Still gets me how someone claiming to be in the legal profession repeatedly promotes SPS conversion as a judicial solution. Pity the clients he misrepresents.
The government picked winners and losers in 2008. They arbitrarily decided to make all bondholders 100% whole, all the way down to the bottom-most unsecured creditor, but wiped out 100% of all pre-conservatorship equity holders' interests.
If new investors care about past government mistreatment of shareholders then all capital raises are already dead and nothing the government does now can change that. Which is why I think new investors won't care at all how past shareholders were treated as long as they get a good enough return (i.e. a low enough per-share re-IPO price).
He did say that, but he also published a capital rule that (perhaps coincidentally) had a gap between Tier 1 capital (to which the juniors contribute) and CET1 capital (to which they don't) almost exactly equal to $33B, the total stated value of the juniors.
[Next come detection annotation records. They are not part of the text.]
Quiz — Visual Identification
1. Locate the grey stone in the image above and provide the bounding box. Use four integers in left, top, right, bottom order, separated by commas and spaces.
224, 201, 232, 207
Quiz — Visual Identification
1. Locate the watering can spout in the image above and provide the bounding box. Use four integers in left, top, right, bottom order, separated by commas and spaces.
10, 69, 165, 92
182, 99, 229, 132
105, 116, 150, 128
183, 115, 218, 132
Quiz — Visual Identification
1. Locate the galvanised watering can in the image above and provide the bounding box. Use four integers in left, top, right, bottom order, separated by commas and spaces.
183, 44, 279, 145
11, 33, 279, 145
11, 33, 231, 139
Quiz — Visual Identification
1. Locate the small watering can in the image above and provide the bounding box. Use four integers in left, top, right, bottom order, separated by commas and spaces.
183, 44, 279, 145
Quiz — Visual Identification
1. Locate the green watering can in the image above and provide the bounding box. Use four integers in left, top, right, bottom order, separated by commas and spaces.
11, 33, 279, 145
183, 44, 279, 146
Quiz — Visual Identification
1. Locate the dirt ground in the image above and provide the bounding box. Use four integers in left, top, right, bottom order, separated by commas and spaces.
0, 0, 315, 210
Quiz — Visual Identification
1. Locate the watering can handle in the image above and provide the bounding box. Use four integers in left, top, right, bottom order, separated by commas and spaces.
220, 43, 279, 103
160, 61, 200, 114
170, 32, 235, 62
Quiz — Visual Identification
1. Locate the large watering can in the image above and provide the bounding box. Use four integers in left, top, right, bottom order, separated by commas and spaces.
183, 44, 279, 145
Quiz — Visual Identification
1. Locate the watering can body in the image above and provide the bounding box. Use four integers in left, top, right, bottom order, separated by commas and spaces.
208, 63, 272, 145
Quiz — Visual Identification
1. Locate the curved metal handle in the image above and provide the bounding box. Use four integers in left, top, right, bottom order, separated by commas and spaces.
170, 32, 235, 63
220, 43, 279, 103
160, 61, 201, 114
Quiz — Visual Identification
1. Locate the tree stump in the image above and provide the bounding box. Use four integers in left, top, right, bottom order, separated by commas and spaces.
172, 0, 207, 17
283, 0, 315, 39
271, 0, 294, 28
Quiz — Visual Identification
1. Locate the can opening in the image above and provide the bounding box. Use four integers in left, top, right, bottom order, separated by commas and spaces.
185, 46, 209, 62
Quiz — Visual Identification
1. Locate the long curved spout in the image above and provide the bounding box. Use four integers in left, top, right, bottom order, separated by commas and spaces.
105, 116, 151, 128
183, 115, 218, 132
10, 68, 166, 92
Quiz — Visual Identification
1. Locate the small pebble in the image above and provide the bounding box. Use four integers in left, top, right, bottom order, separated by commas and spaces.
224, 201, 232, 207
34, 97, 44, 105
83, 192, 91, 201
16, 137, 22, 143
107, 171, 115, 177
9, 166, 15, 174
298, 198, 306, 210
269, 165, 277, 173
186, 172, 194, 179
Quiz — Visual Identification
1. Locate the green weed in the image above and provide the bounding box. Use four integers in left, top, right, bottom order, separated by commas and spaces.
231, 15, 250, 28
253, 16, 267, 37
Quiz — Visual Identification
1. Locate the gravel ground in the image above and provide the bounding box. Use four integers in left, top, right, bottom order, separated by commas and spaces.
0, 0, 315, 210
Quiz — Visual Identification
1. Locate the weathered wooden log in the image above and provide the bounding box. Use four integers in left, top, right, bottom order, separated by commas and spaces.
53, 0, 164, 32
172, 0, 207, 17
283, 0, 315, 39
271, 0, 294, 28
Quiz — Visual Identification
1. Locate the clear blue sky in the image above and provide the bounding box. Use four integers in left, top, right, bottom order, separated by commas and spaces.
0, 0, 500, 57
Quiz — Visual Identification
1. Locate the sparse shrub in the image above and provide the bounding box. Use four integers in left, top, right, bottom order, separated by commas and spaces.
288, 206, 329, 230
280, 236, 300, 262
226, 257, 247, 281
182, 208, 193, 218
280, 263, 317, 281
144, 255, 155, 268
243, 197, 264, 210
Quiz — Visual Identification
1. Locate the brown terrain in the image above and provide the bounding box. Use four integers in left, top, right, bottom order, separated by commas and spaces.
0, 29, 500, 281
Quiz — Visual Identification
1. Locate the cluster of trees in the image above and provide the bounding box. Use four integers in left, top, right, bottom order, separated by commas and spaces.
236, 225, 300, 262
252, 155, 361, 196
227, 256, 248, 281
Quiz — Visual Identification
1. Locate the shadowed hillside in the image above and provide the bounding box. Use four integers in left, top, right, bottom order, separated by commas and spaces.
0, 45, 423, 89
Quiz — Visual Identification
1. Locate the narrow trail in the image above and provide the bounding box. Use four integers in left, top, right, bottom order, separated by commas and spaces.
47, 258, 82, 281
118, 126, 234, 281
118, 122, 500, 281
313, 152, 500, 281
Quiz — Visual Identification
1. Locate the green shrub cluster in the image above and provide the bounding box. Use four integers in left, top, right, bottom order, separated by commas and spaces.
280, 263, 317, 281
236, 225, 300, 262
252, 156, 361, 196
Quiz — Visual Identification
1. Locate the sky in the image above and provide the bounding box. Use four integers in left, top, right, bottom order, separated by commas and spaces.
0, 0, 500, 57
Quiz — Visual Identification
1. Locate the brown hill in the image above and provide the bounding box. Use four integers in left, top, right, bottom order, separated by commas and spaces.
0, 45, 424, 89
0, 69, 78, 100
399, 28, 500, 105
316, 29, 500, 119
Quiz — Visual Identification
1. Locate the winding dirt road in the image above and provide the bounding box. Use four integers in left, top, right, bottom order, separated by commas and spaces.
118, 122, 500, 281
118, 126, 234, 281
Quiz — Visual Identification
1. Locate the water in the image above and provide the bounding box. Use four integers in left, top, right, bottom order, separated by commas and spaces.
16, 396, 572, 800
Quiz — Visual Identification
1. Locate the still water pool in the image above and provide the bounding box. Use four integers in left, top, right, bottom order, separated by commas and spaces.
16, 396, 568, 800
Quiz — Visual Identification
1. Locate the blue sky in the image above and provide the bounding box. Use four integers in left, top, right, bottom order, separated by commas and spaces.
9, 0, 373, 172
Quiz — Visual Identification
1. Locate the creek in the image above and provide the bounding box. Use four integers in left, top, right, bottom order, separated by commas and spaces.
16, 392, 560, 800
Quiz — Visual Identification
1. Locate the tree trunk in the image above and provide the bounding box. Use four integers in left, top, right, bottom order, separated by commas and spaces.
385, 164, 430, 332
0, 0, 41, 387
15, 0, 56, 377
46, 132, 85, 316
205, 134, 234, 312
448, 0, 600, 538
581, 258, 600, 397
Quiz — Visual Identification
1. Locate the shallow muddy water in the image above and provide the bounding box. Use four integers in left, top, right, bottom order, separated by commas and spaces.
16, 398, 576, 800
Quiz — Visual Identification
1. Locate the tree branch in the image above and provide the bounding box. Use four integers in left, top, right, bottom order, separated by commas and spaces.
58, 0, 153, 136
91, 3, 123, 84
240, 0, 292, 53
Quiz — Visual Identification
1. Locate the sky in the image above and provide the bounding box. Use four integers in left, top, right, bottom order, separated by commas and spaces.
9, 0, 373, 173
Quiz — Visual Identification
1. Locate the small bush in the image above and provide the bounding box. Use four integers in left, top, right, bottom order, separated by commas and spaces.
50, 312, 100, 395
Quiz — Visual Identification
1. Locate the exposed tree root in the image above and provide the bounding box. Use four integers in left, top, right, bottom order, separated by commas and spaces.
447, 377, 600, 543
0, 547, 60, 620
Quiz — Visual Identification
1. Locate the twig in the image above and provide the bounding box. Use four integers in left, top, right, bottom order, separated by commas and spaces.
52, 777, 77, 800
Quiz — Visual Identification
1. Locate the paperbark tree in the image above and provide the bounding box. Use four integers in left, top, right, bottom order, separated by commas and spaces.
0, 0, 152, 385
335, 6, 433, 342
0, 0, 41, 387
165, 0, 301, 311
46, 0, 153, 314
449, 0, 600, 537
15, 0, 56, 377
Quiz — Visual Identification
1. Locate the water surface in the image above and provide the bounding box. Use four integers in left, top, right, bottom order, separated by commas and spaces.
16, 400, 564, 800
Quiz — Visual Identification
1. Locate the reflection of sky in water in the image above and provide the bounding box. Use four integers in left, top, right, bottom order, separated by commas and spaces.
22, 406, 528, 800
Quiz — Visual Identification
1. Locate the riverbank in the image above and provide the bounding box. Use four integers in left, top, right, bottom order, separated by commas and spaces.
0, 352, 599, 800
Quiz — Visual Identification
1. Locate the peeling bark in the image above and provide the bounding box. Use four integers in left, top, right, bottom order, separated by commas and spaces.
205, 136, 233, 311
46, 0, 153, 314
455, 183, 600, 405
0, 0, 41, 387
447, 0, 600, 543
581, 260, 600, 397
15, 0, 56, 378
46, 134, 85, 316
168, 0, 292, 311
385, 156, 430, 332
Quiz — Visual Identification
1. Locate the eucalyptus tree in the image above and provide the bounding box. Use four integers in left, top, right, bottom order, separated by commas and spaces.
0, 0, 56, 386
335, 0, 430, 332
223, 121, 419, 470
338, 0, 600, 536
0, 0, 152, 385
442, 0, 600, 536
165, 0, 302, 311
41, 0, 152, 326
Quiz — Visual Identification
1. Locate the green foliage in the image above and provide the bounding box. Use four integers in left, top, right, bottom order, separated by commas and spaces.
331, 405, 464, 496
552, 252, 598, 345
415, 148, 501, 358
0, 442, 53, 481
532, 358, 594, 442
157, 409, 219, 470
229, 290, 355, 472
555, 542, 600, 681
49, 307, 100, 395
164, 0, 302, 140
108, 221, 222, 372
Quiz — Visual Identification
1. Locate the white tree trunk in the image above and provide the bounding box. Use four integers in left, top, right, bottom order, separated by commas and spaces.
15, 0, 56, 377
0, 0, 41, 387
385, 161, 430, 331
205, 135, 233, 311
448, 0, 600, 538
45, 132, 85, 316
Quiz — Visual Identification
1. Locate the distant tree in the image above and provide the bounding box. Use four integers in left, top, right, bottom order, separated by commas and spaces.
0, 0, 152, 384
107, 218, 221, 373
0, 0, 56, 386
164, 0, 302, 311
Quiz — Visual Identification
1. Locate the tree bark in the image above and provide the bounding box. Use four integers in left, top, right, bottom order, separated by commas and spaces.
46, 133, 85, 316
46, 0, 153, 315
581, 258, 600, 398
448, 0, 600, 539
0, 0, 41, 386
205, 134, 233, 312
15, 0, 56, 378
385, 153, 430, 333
Sandra Thompson didn't change this.
The definition of core capital in HERA already restricts any capital raise to only commons and non-cumulative prefs, and the Tier 1/CET1 standards in Thompson's capital rule mean that even if the boards have free rein to raise capital however they want, it will either have to be all commons, or the juniors will have to be offered conversion to commons first to make room for more non-cumulative prefs to be issued.
And since the capital raises need to happen before conservatorship ends, the boards won't have any fiduciary duty to shareholders to worry about because HERA's succession clause will still be in effect at the time.